Она посмотрела на усача, затем перевела взгляд на военного, стриженного скобкой.
— Пожалуйста, не давай мне уснуть.
— Все в порядке. Он не посмеет.
— Я так устала!
— Поспи немного, тебе станет лучше.
— А ты что делаешь?
— Читаю дневник моей мамы.
— Тот, который с картой?
— Да.
— Там есть что-нибудь обо мне?
Я помолчала, чувствуя, как у меня сжимается сердце.
— В некотором смысле.
Она мягко ущипнула меня за руку.
— Ну и не надо ничего рассказывать. Я и без того примерно знаю, как она относится к де ла Росе. — И указала глазами на пробегающий мимо пейзаж. — К чему портить такой чудесный день?
Только для того, чтобы не иметь повод отвернуться, не показывать своего лица, я посмотрела туда, куда показывала Иоланда. Сквозь щели в брезенте виднелись бордовые склоны Сьеррас-де-лас-Минас. Не было видно характерных для долины Мотагуа темно-зеленых участков. К югу лежали красные отроги Сьеррас-де-Эспириту-Санту — красные потому, что послеполуденное солнце уже начало опускаться в лощины. Крутые берега реки также окрасились в багровые, алые и ржаво-красные оттенки. Миновав залитые водой развалины Киригуа, мы приблизились к мосту в Рио-Дульсе, который все же устоял, несмотря на то что вздувшиеся воды поглотили во время урагана шесть окрестных деревень. Рио-Дульсе — процветающий поселок, где богатые гватемальцы обычно держат свои лодки, но сейчас не было видно ни шхун, ни яхт. Всюду груды мусора, поваленные деревья, доски сметенных наводнением домов. На самых возвышенных местах уцелели небольшие поселения, наскоро построенные домики из проржавевшей жести, и дети, бегавшие по занесенным грязью участкам, которые, возможно, еще недавно были аккуратно подстриженными лужайками. Часть грузовиков из колонны направилась туда, мы же продолжали двигаться к Флоресу.
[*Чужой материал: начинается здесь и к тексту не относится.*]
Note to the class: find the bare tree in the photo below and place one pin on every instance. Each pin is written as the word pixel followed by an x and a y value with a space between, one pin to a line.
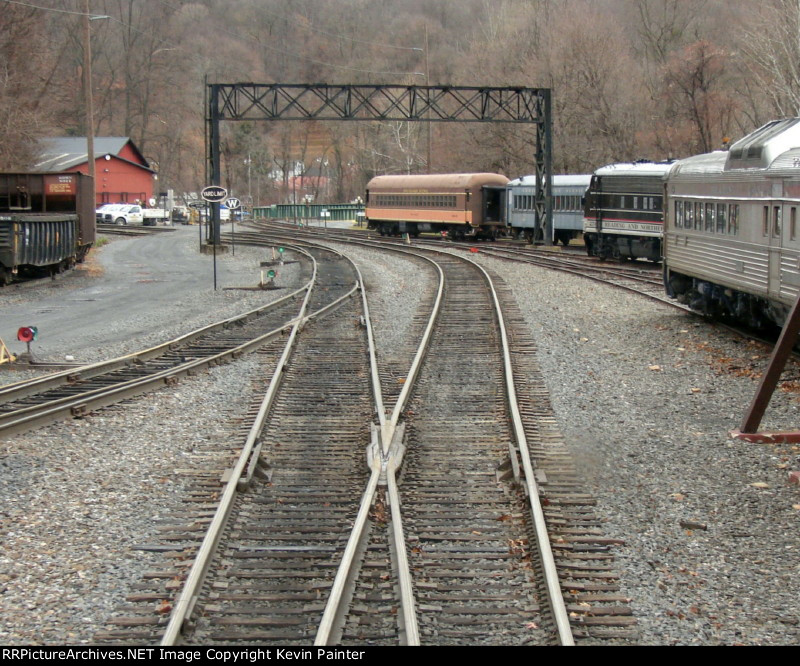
pixel 772 49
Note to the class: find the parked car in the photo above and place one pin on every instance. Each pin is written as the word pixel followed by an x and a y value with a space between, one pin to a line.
pixel 180 214
pixel 121 214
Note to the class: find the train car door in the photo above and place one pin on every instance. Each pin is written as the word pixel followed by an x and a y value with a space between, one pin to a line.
pixel 788 257
pixel 494 199
pixel 773 216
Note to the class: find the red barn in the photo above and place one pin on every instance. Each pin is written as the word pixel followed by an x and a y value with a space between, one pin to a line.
pixel 122 173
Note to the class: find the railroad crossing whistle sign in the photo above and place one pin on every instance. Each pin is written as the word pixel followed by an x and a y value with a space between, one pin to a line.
pixel 214 194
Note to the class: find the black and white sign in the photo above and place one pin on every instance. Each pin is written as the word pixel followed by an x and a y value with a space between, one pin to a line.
pixel 214 194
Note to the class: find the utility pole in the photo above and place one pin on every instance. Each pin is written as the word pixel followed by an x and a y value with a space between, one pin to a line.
pixel 87 84
pixel 428 82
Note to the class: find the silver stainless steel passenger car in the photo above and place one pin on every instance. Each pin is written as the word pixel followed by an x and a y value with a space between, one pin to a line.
pixel 568 192
pixel 732 242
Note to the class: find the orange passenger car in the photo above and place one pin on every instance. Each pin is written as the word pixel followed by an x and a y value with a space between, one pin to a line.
pixel 462 205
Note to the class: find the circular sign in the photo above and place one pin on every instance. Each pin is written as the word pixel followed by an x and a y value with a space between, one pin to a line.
pixel 214 193
pixel 27 334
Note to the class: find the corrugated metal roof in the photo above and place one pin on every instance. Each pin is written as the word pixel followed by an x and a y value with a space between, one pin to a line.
pixel 61 153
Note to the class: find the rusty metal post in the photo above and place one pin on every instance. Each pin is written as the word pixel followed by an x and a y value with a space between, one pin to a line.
pixel 777 362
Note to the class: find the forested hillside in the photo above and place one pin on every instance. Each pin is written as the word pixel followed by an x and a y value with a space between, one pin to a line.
pixel 630 79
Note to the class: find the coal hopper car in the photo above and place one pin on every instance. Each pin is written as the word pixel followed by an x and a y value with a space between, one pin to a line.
pixel 47 222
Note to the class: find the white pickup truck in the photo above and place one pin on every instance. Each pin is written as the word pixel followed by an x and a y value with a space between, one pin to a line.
pixel 153 216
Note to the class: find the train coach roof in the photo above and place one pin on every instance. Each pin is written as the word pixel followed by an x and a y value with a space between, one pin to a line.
pixel 635 169
pixel 706 163
pixel 759 149
pixel 442 181
pixel 568 180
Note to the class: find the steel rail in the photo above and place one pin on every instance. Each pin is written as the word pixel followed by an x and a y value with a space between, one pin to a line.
pixel 381 460
pixel 39 384
pixel 246 460
pixel 552 581
pixel 555 595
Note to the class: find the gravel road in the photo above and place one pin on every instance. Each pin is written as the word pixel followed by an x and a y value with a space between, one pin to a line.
pixel 644 395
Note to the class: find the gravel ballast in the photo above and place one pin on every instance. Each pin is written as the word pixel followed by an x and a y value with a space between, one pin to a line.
pixel 645 397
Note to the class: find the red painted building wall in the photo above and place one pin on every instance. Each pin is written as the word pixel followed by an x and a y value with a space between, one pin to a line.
pixel 118 181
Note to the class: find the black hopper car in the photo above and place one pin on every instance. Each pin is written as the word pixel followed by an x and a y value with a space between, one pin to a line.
pixel 47 222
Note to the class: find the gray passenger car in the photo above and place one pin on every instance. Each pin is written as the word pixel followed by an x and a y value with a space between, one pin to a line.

Иоланда снова пошевелилась; она тоже смотрела на детей, бегающих вокруг хибар.
— Иоланда! — позвала я.
— Да?
— Я хочу, чтобы ты меня простила.
Она ничего не ответила.
— Не можешь? — Я так крепко стиснула зубы, что начало сводить челюсть. — За то, что я не приезжала к тебе. За то, что не писала.
Она не отвечала еще несколько секунд.
— Иоланда!
— Да, слышу. — Она продолжала смотреть на детей, на воду, на черные деревья и развалюхи. Ее губы дрожали. — Знаешь, почему я так на тебя злилась?
— Думаю, да.
— Сомневаюсь, потому что я тебе никогда об этом не говорила. Дело в том, что ты была, — она запнулась, — моей самой лучшей подругой. Вот почему я так сильно переживала разрыв. Несмотря на то, что иногда мы ненавидели друг друга. Видишь ли, в жизни не так-то много людей, на которых я могла положиться. Это кое-что для меня значило. А когда ты перестала мне писать, а потом месяц назад я получила от тебя эту записку — «Прими мои искренние соболезнования!» — я решила, что никогда не перестану на тебя злиться. А теперь это… прошло. Вдруг все как отрезало. — Она искоса посмотрела на меня. — Это меня удивляет. Приятно удивляет.